True-life tales of what not to do to your database!
Halloween is that frightening time of the year when the veil between the well-ordered world of DevOps and the dark chthonic void of dev/null is thinnest. When chaos monkeys reign supreme and Site Reliability Engineers lock the doors and bolt the shutters.
Today we will share with you true life NoSQL horror stories our engineers have seen and witnessed in the world of big data. But be forewarned! What you are about to read may just make you shudder deep down to your very hyperthreaded cores.
It was a dark and stormy night…
Picture being a user running in production, expecting enterprise grade scalability and stability, frenetically complaining nodes are being “terminated”… and then you wake up in a cold sweat realizing you only provisioned spot instances!!!
…
Or that one day, you have a boolean column, but belatedly realize when you make a secondary index that you just created terabytes of data split in two huge partitions!!!
…
Imagine you have the idea to push your client application with maximum parallelism. Unlimited parallelism! “They called me mad! But I’ll show them! Mwah hah hah!” Only then you discover how unlimited parallelism creates a death spiral, generating queuing where final query latency is equal to its own latency plus the sum of latencies of all requests it’s behind in the queue!!!
…
Then there was the time that poor soul used the same disk for data as the OS/root drive.

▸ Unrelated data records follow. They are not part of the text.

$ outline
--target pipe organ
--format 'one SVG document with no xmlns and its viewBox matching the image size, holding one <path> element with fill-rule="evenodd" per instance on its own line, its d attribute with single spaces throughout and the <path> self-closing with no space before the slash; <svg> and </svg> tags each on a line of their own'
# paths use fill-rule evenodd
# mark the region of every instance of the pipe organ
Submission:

Save Yourself While You Can!
Sadly, it is already too late for some developers. They plunged themselves into nightmarish situations from which their sanity can never fully recover, even if their data has been. Yet it’s not too late for you, dear reader, to think about how you can avoid the same fate.
…
Never create a huge Cartesian product by concatenating multiple IN conditions in a single query. This path only leads to madness!
…
Also, be wary of that innocuous soul from IT who “just wants to shutdown unused instances,” but ends up killing your production instances! (It was just an accident, wasn’t it?)
…
You’ve always wanted to have that viral success. And you finally get it. But then the users… They won’t stop! They. Just. Keep. Coming! All targeting that one hot partition (Read our related horror story on the Dress that Broke the Internet here.)
…
So, “ah hah!” you think. You’ll just redesign your database to have a cache in front of it. This time, you swear, things will be different! Then — the cache goes out of sync with the database! (We have heard horror stories of caches and databases so often we wrote this white paper on why it’s a bad idea.)
…
Perhaps disaster strikes. A catastrophic outage. But “Don’t panic!” you tell your team, “We religiously keep backups.” They relax a little. Until everyone realizes they actually never had enough time to test the backups or work out precise procedures on how to restore!

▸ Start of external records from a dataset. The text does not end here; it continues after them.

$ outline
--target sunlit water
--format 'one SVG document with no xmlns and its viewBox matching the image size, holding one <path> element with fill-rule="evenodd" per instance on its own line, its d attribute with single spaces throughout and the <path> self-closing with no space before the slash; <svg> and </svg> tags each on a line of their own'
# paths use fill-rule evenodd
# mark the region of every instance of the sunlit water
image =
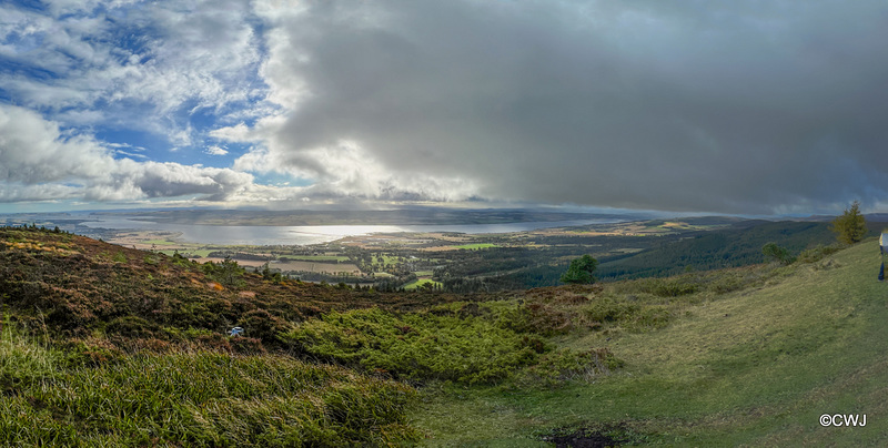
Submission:
<svg viewBox="0 0 888 448">
<path fill-rule="evenodd" d="M 370 235 L 374 233 L 397 232 L 460 232 L 460 233 L 511 233 L 537 228 L 567 227 L 597 223 L 613 223 L 617 220 L 581 220 L 527 222 L 507 224 L 458 224 L 458 225 L 202 225 L 170 224 L 148 221 L 90 216 L 95 221 L 81 223 L 91 228 L 161 231 L 181 233 L 181 238 L 200 244 L 252 244 L 252 245 L 307 245 L 329 243 L 345 236 Z"/>
</svg>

The feeling when you discover your multi-AZ deployment was actually done within the same AZ.
Don’t Open That Door to the Basement!
There are many more stories of woe deep in the trenches of NoSQL. Here’s a few more brief examples of what NOT to do:
- EBS isn’t a panacea. Guess what? You got an email that your block storage got erased
- Wish
DROP_TABLE
no longer had autocomplete and that you’d put your fingers on a diet? - Selecting a smaller replication factor, thinking that makes a really good savings plan, until it’s not… AT ALL!
- Keeping your database on a spot instance for cost savings, until you discover it has downsides too.
- Data necromancy. Because data resurrection with a log structured merge tree is as frightening as resurrection of the dead.
- Misusing the TTL (Time To Live) attribute, by either setting it to `0` and never deleting any data (uh-oh – storage bloat!) or setting it to a wrong small value and having some data deleted too early… (where did my data go??)